The violet remains uppermost until Raphael has looked his fill and made his pronouncement; then Iphigénie turns the page. "Well, quite so, monsieur… If it were an imposition I should not have invited you," is her prompt answer. She suggests a date and then, after a moment's thought, another one— "Perhaps when you've reflected you'll send me word if either of those days would be convenient for you," she suggests, neatly avoiding having to write a note to him herself about such arrangements. "… Your young Nicolette came to visit too, a few days past," she adds, "though I'm afraid I didn't return her quite unscathed. She was stung in my garden," she explains, with a merry light in those very green eyes. "Only a little prick — but," holding Raphael's gaze she lowers her chin as she confides the sordid truth of the encounter, "it did startle her." White Roses being notoriously delicate blooms, reluctant to surrender their nectar.

"There are people who make the most unwise invitations," Raphael observes. "Though I doubt you are one of them, so I might have saved myself the trouble in asking."

He looks quite pleased to hear that Nicolette has paid a call. "Ah," he says. "Only that. Then I take it your consort was not at home." A hard smile. "I hope she looks well in your garden. Young blooms do best in the hands of experienced gardeners." He lifts the book in his hand. "Now I'm afraid I shouldn't linger here any longer. But it was my pleasure to see you again. You will have a note from me soon."
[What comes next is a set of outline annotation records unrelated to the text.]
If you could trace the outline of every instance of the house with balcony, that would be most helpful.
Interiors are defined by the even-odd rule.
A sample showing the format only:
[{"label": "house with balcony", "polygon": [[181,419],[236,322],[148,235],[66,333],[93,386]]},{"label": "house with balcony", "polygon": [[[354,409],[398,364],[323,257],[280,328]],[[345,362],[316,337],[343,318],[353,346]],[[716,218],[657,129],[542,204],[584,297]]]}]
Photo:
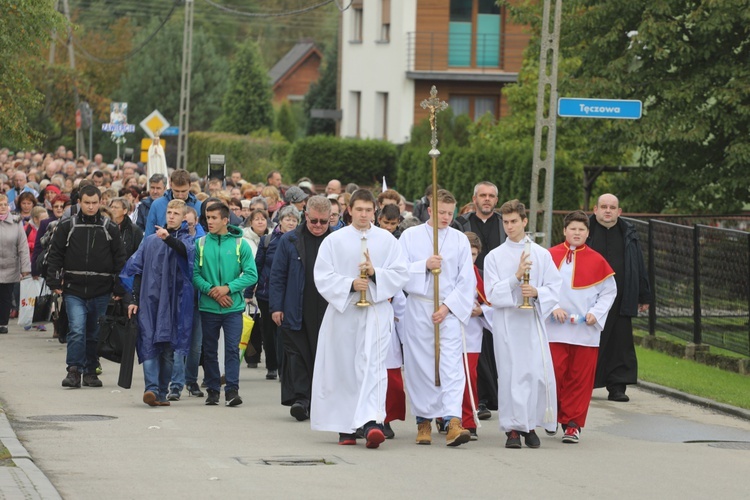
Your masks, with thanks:
[{"label": "house with balcony", "polygon": [[409,140],[432,85],[456,115],[507,115],[529,34],[495,0],[353,0],[339,38],[340,135]]}]

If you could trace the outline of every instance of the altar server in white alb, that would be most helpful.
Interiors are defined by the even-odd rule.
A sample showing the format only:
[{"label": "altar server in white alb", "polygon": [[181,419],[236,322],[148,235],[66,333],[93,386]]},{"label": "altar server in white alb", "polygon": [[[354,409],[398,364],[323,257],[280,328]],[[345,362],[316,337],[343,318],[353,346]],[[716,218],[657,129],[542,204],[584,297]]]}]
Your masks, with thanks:
[{"label": "altar server in white alb", "polygon": [[615,272],[586,245],[589,218],[579,211],[565,216],[565,242],[549,249],[563,282],[560,301],[547,323],[557,381],[557,421],[563,443],[577,443],[591,403],[601,338],[617,296]]},{"label": "altar server in white alb", "polygon": [[[461,403],[466,377],[461,329],[474,308],[474,266],[469,240],[449,227],[456,199],[446,190],[432,200],[427,224],[407,229],[399,243],[409,266],[404,314],[404,378],[417,417],[417,444],[432,443],[433,418],[447,424],[446,444],[458,446],[471,438],[461,425]],[[438,252],[434,253],[433,225],[438,227]],[[440,308],[434,311],[433,269],[440,269]],[[434,325],[440,326],[440,386],[435,385]]]},{"label": "altar server in white alb", "polygon": [[[352,194],[352,224],[326,238],[315,261],[315,286],[328,301],[320,325],[312,383],[313,430],[339,433],[339,444],[356,444],[364,427],[368,448],[385,440],[386,356],[393,307],[388,299],[406,283],[398,240],[371,221],[375,198]],[[361,277],[361,273],[367,277]],[[366,292],[368,306],[358,306]]]},{"label": "altar server in white alb", "polygon": [[[498,420],[506,448],[541,445],[536,427],[557,428],[555,373],[545,319],[557,305],[562,280],[550,253],[526,237],[526,207],[500,207],[508,238],[484,260],[484,289],[492,304],[498,378]],[[529,284],[523,284],[526,270]],[[531,309],[520,309],[524,297]]]}]

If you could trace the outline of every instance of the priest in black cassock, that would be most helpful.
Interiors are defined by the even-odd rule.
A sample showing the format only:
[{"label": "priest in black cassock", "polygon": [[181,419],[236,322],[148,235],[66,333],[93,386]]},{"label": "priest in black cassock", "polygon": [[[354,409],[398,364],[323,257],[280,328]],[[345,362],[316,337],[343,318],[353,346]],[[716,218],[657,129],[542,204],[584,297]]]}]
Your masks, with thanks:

This time, sitting beneath Raphael's adamantine smile Iphigénie chooses — away from the salon, and from observers before whom either or both of them might wish to put on an aptly canonical performance — not to lower her eyes, but to regard him with steady and scarcely-veiled appreciation of that talk so justly commended to her by certain ladies of the city. "Indeed, she was quite the little wood-sprite,” she confirms, “though perhaps,” and she taps the volume open before her, “a flower fairy, once order is restored…?”

And, as clerks descend upon her from all sides bearing the fresh treats she desired of them, she murmurs: “Good day, monsieur. I shall rely upon receiving that note.”